This is a question strongly related to Cauchy "characters".
I'm constructing a 4 question canvassing questionnaire that will tell the likely voter being contacted which of the presidential candidates most closely matches them. The advantage of this approach for a dark horse presidential candidate is obvious, presuming, of course, that most of the likely voters match him. I do have the verbal interest in this from the state-level executive director for such a presidential candidate.
One might be entitled to think that this work has been done umpteen times by the thousands of political science PhDs and/or major polling organizations -- at least using the General Social Survey data if nothing else -- and one would be wrong. Moreover, we don't have much time to deploy.

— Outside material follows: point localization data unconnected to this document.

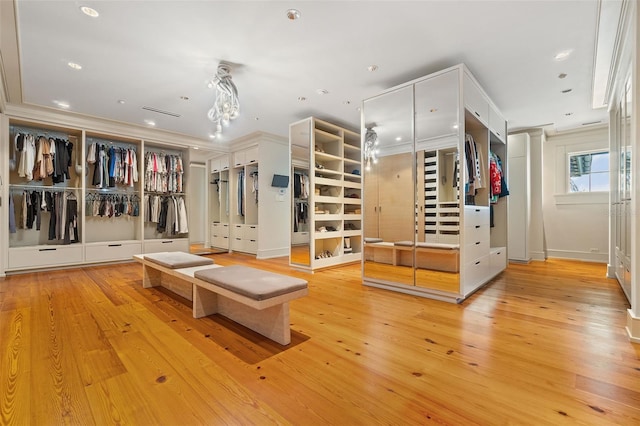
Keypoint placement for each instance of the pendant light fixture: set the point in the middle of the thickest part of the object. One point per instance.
(226, 106)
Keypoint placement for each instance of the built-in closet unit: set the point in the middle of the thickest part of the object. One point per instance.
(78, 196)
(219, 201)
(258, 213)
(435, 205)
(624, 137)
(519, 178)
(327, 201)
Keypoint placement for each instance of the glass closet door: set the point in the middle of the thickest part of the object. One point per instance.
(437, 258)
(389, 194)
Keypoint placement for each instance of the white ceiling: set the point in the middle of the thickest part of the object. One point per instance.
(150, 53)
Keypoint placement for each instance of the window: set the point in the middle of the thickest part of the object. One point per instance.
(589, 171)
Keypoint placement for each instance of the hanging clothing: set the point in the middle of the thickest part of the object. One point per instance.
(12, 215)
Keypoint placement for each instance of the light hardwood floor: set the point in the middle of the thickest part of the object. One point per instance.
(542, 344)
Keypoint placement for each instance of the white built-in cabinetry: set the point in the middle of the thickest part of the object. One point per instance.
(246, 213)
(103, 215)
(334, 200)
(433, 226)
(519, 177)
(219, 202)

Ideally the questionnaire construction would result in a kind of decision tree where the door-to-door canvassing volunteer could have a mobile device app providing the next question to ask based on the answers to prior questions.
Also ideally, the construction process, itself, would minimize the likely-voter contact as this drives the expense. Using GSS data zeros out that cost and would be optimal if we could get access to the raw GSS data, but we can't. We have to do a survey to gather the data for construction of the 4-deep tree of questions.

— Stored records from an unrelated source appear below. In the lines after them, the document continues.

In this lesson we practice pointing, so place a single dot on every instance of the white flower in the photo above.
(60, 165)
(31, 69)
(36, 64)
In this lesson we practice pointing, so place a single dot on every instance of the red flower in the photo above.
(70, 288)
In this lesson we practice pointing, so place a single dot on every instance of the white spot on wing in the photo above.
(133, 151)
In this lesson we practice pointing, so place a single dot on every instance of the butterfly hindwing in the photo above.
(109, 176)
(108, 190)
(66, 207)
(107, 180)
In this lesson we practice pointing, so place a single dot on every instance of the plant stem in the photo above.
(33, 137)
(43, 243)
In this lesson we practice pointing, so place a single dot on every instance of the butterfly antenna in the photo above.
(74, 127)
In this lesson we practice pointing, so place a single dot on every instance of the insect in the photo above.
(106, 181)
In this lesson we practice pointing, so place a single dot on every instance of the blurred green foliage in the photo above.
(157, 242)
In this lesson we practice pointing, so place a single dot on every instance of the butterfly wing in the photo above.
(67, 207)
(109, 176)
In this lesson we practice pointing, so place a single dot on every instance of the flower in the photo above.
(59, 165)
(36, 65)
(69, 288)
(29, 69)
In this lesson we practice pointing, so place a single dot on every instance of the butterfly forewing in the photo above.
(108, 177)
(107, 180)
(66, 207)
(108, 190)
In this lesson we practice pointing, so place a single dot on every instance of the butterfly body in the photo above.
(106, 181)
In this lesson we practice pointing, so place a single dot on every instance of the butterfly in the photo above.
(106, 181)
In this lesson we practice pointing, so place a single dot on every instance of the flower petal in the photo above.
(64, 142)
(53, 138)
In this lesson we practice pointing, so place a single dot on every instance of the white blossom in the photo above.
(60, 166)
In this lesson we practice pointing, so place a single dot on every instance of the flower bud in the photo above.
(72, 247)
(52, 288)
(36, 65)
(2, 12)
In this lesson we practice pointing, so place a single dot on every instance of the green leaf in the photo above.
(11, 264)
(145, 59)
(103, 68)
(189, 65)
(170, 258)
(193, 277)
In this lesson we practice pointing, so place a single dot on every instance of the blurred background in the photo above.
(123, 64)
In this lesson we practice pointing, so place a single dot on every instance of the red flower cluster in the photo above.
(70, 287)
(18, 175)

On the result side, as a practical compromise, I've proposed falling back to finding just 4 questions rather than finding a 4-deep tree of questions.

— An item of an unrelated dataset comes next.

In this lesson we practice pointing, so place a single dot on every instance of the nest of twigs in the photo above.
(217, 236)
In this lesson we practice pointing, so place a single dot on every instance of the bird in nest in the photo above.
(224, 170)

On the construction side, as a practical compromise, I've proposed a prize-fund backing a tournament where:
- The contestants each submit 4 questions.
- The submitted questionnaires are paired up for the contests.
- Campaign volunteers each get a pair of contested questionnaires, and get ten likely voters to completely answer all 8 questions.
- The winning questionnaire of a contest is the one whose author can, from the answers to his own questionnaire, best-guess the answers to the opponent's questionnaire.
- Award prizes after the log2(N) contests have selected a winner of that tournament.
- Publish the rankings of the questionnaires and, by permission, their authors.
As resources permit, this tournament is iterated for multiple rounds.
We really have to place weight on the value of up-front volunteer time, so minimizing the construction labor is crucial.
I know this is fairly far from a pure mathematics question but I've brought it as close as I can to some kind of weighted figure of merit involving high-value labor in the construction phase and the expected accuracy of the resulting 4 questions answered by likely voters contacted during blind poll canvassing by lower value labor.
The question: About how far from optimal would be the proposed practical compromise of the 4-question questionnaire (constructed as described) from the ideal 4-deep decision tree of questions constructed from an infinite number of samples during the construction phase?
A secondary question: Is there a better way to make use of the same up-front volunteer time?